The magic ran dry quite a while ago, but recent pressures have only made
matters worse. For Nick, this sentimental trip will be a desperate attempt to
renew their relationship, but his wife may have different ideas. Probably the last
person he needs to run into would be Morgan, his vastly more successful former hipster
protégé, yet that is exactly what happens.

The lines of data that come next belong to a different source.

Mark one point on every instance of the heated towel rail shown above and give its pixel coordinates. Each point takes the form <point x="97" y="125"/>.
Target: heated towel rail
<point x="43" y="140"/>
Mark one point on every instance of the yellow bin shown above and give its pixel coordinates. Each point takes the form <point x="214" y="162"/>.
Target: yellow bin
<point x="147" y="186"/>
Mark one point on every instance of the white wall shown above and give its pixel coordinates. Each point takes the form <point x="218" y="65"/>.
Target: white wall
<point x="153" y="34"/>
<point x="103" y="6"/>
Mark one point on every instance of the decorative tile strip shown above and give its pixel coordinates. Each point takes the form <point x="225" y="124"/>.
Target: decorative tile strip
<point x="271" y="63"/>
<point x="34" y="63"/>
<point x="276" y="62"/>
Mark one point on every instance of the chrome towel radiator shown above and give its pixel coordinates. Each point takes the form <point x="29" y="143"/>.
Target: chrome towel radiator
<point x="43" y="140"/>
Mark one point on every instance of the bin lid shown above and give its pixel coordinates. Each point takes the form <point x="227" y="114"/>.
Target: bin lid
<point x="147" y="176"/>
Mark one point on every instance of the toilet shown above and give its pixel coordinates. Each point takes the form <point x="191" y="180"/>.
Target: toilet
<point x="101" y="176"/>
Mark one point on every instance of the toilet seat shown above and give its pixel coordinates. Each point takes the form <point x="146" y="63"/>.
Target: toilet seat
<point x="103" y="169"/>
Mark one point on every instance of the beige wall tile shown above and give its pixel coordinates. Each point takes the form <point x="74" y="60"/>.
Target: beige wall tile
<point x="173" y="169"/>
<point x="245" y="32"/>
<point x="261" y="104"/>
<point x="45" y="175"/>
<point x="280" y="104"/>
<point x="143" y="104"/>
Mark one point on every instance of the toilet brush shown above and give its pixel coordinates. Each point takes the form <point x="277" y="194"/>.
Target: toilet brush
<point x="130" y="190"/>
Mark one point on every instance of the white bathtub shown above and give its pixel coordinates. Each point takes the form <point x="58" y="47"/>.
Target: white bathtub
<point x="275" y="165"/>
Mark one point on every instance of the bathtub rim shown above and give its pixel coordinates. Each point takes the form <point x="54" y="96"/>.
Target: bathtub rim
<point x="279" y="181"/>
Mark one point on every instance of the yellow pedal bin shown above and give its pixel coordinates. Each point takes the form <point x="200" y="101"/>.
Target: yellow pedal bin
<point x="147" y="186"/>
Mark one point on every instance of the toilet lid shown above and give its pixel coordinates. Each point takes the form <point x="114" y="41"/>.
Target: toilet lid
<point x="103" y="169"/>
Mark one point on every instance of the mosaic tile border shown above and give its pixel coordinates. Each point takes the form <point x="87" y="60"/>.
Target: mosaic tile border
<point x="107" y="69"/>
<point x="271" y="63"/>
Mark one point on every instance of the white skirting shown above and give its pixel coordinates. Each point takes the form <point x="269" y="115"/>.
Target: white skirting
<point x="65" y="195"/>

Week-End is very definitely
a writer’s film, completely driven by its often caustic dialogue. It seems like
screenwriter Hanif Kureishi takes sadistic pleasure from old put-upon Nick’s
discomfort, forcing him into one dignity-stripping conversation after
another. This necessarily means Meg gets
most of the film’s sharpest wince-inducing lines.
Frankly,
you have to sympathize with poor Nick on some level. A mere ninety minutes of
Meg’s withering banter is exhausting, so the prospect of a lifetime of marriage
with her makes the head reel. Still,
Kureishi maintains the consistency of their voices and scores a number of
rueful laughs.
Perhaps
the viewers’ best friend during Week-End
is Jeremy Sams, whose elegant jazz-influenced score (featuring trumpeter
Freddie Gavita) gives us something warm and agreeable to hold onto. Even though they are radically dissimilar
films, the combination of muted trumpet and Parisian streets by night
immediately calls to mind Louis Malle’s Elevator
to the Gallows and its Miles David soundtrack.
As
Meg Burrows, Lindsay Duncan wields Kureishi’s cutting lines like a scimitar.
Yet, Jim Broadbent’s hang-dog face draws Michell’s focus like a magnet. They
spark like crazy together, but it is still hard to believe the extreme emotional
disparity of their union. To lighten the
mood, Michell turns Jeff Goldblum loose as Morgan, lifting all restraints on
his schticky mannerisms with rather amusing results.